Wednesday, December 18, 2013

When paths cross

Pam was a regular 14-year-old when she entered my freshman English class - a little nervous, a little unsure of herself and her abilities, and yet full of desire to find herself and to conquer high school. She was passionate about the environment, specifically marine life, which she researched for a project in my class. She scheduled extra conferences with me during that assignment so that she could write a great paper. Writing did not come easy to her, but she worked hard. She was proud of her product. I was proud of her.

I watched Pam blossom over the next three years, and we grew closer through brief conversations in the hall and before school when she would sneak into my classroom. "Mrs. Turrrrnerrr!" she'd call from across a crowded hall. She always made me smile. 

By junior year she would sneak away from lunch to chat with me on my hall duty. She'd talk about her struggles in school; she'd unload social distresses; she'd share successes and dreams of the future. She had blossomed into a vibrant young woman. At Christmas that year, she shyly slid by my desk at hall duty, dropping me a gift and scurrying away before I could react. The note she included was incredibly heartfelt; the gift was by far the best I have ever received from a student.

In the fall of her senior year, Pam collapsed on the track at school. When my supervisor called to tell me that she had died, I was heartbroken. I went to my home office and pulled out that note she had written, stared at the slate on my wall. I didn't understand how a girl so vibrant had been taken. The weeks following her death affected everyone in the school community.

Today the slate that Pam gave me hangs in my office at work, prominently displayed so that I see it every time I open the door. When I entered for the first time this semester, I read the words and reminded myself of the reason I teach. I thought of Pam and realized that this year was the tenth anniversary of her death. At that moment I had an overwhelming urge to write a note to her parents - to let them know that I still thought of Pam regularly, that I am still inspired by her.

I had no idea how to contact them; I could not remember their first names, and their last name is one of the most common in the northeast. I tucked the notion of writing to them away and continued to think of Pam each day as I entered the office.
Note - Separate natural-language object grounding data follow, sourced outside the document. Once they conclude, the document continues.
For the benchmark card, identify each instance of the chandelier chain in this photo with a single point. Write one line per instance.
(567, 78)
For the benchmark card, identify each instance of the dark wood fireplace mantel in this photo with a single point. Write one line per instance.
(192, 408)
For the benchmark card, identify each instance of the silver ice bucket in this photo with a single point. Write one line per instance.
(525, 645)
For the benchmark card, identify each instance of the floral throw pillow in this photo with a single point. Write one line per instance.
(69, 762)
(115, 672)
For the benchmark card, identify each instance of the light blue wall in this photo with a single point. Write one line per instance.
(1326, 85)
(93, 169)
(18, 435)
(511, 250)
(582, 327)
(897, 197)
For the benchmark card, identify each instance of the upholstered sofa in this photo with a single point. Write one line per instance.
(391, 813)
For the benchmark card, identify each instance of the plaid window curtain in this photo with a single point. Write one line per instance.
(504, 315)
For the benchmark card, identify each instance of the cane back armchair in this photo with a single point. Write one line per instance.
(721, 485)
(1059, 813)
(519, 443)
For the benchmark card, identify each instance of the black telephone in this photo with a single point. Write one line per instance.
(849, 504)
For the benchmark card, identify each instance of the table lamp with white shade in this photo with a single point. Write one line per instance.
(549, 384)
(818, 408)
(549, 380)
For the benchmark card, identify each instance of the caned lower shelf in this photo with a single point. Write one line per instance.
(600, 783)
Through a series of ironic coincidences, last week I ended up at a holiday party in the town where I taught Pam. My husband and I arrived separately, and as I stepped out of the car, he asked me if I had trouble finding the place. 

A man in the parking lot said, "I live in this town, and I couldn't find it!" 

I laughed and said, "I used to work across the street, and I couldn't find it!"

We started chatting about my former life as a teacher there - and his life as a parent of children who attended the school. "What's your name?" I asked, wondering if I had taught his children.

He told me his name, and as soon as he said the last name, I knew. He was Pam's father.

I told him the story that I wrote here about wanting to write him a note and not knowing where to send it. He told me the heartbreaking tale of the 10-year mass held in Pam's honor, as well as a few other trials his family has been dealing with these last few weeks.

We chatted about Pam, my memories of her, and before we parted he said, " I just love hearing these stories." He gave me a bear hug, which I returned in earnest, and I knew that our paths were meant to cross that night. 

Teaching is a work of heart. Pam reminds me of that every day.  I'm glad I had the chance to tell her family that even a decade later, she makes me smile on a regular basis.